A decentralized finance (DeFi) trader lost $1.23 million in Uniswap V3 NFTs after signing a malicious smart contract on a counterfeit Uniswap platform. The incident occurred on Monday, July 21, and highlights the growing number of phishing threats targeting cryptocurrency users.
🚨 ALERT: Someone lost $1.23M worth of Uniswap V3 Position NFTs after signing a phishing transaction. 💸 pic.twitter.com/nHcFWMNvdn
— Scam Sniffer | Web3 Anti-Scam (@realScamSniffer) July 21, 2025
The victim visited a fake site designed to mirror Uniswap’s interface. Believing it to be legitimate, they approved a transaction that silently granted control of their assets to a phishing contract.
Scam Used Multicall and Approval Functions
Blockchain security firm Scam Sniffer traced the breach to a malicious “multicall” transaction embedded with a “setApprovalForAll” command. This approval allowed the attacker to transfer out the victim’s Uniswap V3 Positions NFT without resistance.
Once the contract was approved, the scammer moved the NFTs and quickly withdrew them. The theft was completed in a single sequence of on-chain interactions.

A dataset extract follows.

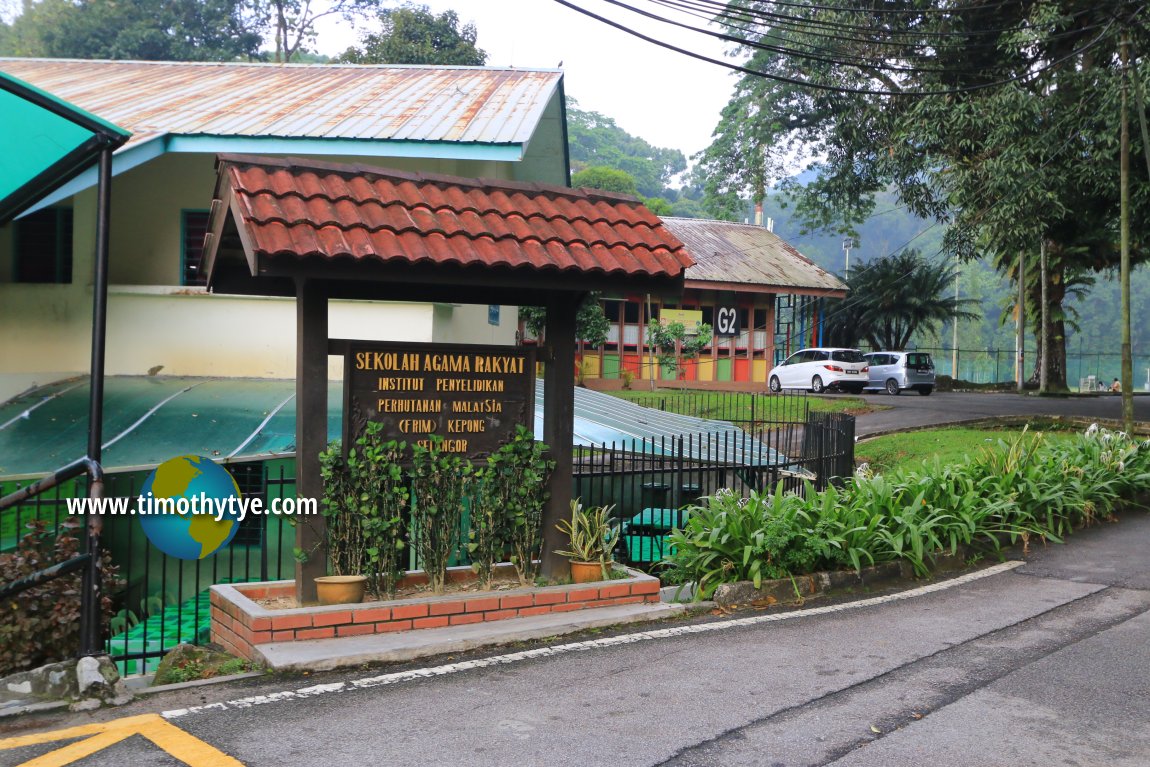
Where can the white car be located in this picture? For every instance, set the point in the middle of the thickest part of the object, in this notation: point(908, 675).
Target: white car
point(819, 369)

These kinds of phishing attacks continue to spread across decentralized platforms. Fake frontends and smart contract abuse are common tools for draining user wallets.
According to Scam Sniffer, similar scams often exploit the way users sign transactions without checking the underlying contract functions. In this case, the approval gave blanket access to the victim’s NFTs, which were then irreversibly taken.
Related Phishing Cases and Safety Tips
In a separate case, another DeFi user lost around $1.6 million in stablecoins after repeatedly encountering phishing prompts. The attacker used multiple steps to request approvals, eventually draining crypto assets such as sUSDf and USDe.
Another user fell for a “permit” scam involving USD0++, worth roughly $340,000. This method abused the ERC-20 permit function, which allows approvals via signature without a separate on-chain approval.
Notably, these incidents underscore the importance of users recognizing phishing patterns and verifying contract interactions. Simple steps, such as verifying domain names, avoiding sponsored links, and reviewing transaction data, can help mitigate the risk of wallet compromise.